9.
Which is NOT an element of disclosure?
a.
Treatment options (recommendations and alternatives).
b.
The benefits and risks of treatment; risks of not treating.
c.
The purpose and nature of authorization as an act of consent.
d.
The name(s) of person(s) responsible for the treatment or procedure.
e.
All possible risks and complications.
10.
A female patient, who is a single working parent, consents to repeat surgery on a
hiatus hernia. The physician does not mention that it may be necessary to open
the patient's chest during surgery. (He won't know if this is necessary until she
is on the operating table.) It turns out that there is no need to open her chest,
and the operation and recovery are uneventful. In view of the general trend
toward patient's rights and the reasonable person standard of disclosure, what
would the patient's likely reaction be to such an omission of information, had it
been necessary to open her chest?
a. She would be glad not to know. Even if she consented to having her chest
opened, informing her would have caused unnecessary worry, a kind of
harm.
b. If it turned out that opening the chest wasn't necessary, the doctor would have
saved her needless worry by not telling her about that possibility in the
first place.
c. Even if the chest had to be opened, the patient would be so grateful for the
relief from hernia pain, that she would not resent having not been told.

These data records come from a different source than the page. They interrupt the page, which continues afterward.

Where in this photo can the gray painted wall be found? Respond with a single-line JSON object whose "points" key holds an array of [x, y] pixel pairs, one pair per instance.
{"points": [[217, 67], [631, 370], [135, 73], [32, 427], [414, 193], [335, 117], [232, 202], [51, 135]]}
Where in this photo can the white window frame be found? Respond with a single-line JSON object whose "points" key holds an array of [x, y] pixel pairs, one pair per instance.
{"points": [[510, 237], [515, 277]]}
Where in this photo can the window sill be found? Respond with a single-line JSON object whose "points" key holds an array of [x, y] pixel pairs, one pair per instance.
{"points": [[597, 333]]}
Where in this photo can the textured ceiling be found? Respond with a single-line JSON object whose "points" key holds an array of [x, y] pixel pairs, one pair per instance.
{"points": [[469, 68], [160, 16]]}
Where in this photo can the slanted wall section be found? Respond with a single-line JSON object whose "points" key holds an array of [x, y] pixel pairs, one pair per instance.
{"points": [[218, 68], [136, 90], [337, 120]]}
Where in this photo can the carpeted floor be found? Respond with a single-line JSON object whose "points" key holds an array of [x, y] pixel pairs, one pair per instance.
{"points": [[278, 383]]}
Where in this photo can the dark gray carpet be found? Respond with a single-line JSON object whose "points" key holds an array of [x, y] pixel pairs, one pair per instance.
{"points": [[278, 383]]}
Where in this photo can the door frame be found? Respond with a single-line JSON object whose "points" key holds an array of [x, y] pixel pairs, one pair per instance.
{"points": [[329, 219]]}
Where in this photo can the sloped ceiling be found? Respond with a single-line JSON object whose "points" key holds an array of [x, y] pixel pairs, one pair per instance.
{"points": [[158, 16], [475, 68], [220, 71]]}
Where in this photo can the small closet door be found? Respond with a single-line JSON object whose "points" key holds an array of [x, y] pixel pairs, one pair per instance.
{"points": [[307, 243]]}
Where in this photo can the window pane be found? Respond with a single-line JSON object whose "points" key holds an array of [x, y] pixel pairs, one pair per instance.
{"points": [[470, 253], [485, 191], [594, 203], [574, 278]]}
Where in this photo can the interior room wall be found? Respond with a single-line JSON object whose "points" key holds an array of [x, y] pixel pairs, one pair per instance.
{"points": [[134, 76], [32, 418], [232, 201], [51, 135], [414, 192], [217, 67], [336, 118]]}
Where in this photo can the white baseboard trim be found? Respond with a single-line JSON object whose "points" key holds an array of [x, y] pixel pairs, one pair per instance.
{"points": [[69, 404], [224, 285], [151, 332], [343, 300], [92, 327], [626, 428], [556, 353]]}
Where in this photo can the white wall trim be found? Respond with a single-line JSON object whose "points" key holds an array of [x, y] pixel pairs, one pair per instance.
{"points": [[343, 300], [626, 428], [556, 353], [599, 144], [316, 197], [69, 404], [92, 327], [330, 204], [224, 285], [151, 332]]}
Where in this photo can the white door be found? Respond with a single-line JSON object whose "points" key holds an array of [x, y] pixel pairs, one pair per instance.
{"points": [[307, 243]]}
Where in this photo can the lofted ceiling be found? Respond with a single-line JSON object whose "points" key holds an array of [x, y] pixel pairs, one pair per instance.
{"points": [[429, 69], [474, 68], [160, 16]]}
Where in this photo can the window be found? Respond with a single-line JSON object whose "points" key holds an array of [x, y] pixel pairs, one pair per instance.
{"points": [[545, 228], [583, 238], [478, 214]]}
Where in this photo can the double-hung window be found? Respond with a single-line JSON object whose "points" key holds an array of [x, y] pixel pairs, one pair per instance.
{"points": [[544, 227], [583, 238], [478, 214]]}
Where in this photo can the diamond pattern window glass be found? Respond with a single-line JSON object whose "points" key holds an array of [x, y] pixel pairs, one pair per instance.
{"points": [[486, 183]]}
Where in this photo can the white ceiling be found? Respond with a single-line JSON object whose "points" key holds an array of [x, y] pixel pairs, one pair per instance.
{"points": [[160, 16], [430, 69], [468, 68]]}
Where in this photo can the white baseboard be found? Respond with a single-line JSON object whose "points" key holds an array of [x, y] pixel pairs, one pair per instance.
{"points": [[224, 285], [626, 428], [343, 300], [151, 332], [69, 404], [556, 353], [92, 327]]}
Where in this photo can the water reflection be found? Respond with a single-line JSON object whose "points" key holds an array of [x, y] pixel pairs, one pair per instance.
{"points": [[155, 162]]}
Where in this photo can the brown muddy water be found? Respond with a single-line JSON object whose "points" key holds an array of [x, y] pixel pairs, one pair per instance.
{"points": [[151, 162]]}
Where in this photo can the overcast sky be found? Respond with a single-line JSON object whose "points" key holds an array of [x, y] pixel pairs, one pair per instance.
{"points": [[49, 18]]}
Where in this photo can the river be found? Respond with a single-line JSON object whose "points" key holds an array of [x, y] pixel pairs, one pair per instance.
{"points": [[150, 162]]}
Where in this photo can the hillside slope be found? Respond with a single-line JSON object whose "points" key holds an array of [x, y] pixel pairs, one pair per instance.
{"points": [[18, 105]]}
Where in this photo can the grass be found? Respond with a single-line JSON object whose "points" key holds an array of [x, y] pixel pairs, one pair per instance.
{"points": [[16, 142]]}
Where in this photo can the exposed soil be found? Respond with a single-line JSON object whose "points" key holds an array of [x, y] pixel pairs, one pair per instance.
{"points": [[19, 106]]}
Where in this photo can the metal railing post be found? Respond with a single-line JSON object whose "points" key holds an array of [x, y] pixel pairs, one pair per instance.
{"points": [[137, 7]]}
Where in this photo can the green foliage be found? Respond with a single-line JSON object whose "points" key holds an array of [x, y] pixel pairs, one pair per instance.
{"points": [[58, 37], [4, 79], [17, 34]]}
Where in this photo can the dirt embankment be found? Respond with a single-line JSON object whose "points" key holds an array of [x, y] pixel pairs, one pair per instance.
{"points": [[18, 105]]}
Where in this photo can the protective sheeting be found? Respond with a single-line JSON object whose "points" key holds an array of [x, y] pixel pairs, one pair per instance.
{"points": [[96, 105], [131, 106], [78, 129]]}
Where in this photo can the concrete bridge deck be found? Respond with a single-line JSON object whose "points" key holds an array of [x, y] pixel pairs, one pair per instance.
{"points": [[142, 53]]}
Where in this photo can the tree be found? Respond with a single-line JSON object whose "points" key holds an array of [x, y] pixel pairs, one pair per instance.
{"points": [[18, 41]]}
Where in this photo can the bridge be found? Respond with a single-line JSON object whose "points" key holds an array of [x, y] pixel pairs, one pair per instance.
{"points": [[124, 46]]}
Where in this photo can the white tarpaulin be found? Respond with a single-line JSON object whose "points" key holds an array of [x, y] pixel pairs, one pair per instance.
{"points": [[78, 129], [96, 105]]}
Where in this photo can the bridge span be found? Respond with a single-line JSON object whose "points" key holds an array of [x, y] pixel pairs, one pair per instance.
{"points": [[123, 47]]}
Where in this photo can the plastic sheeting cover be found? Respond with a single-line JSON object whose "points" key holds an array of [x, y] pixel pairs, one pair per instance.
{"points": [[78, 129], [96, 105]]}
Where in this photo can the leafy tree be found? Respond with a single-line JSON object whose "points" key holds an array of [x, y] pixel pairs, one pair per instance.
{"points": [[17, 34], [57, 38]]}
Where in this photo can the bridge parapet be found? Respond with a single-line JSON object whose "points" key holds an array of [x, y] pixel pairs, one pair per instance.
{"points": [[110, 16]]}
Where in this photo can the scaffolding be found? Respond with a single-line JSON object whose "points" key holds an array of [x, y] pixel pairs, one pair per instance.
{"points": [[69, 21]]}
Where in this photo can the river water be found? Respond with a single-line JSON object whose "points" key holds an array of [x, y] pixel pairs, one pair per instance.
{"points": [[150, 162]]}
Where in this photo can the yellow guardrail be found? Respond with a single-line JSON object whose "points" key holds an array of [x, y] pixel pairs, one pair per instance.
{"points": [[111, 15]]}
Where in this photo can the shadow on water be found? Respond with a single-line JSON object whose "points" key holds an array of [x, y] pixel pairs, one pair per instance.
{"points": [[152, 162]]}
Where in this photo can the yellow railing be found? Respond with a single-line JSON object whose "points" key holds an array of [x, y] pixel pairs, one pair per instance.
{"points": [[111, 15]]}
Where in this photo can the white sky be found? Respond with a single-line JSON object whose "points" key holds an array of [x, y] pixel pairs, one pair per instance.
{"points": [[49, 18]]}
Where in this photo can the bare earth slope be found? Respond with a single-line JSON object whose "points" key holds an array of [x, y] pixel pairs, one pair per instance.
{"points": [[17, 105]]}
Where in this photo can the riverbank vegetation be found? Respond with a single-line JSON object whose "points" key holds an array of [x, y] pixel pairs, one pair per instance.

d. Horrified by the size and pain of the incision and unprepared for a long
absence from work, she might sue the surgeon and hospital for failing to
disclose relevant information.
11.
The professional practice standard of disclosure requires that the physician tell
the patient:
a. All possible risks and benefits, likely and remote.
b. What an objective reasonable person in the same or similar circumstances
would need to know.
c. What any reasonable medical practitioner would disclose in the same or
similar circumstances.
d. What the particular patient in question needs to know.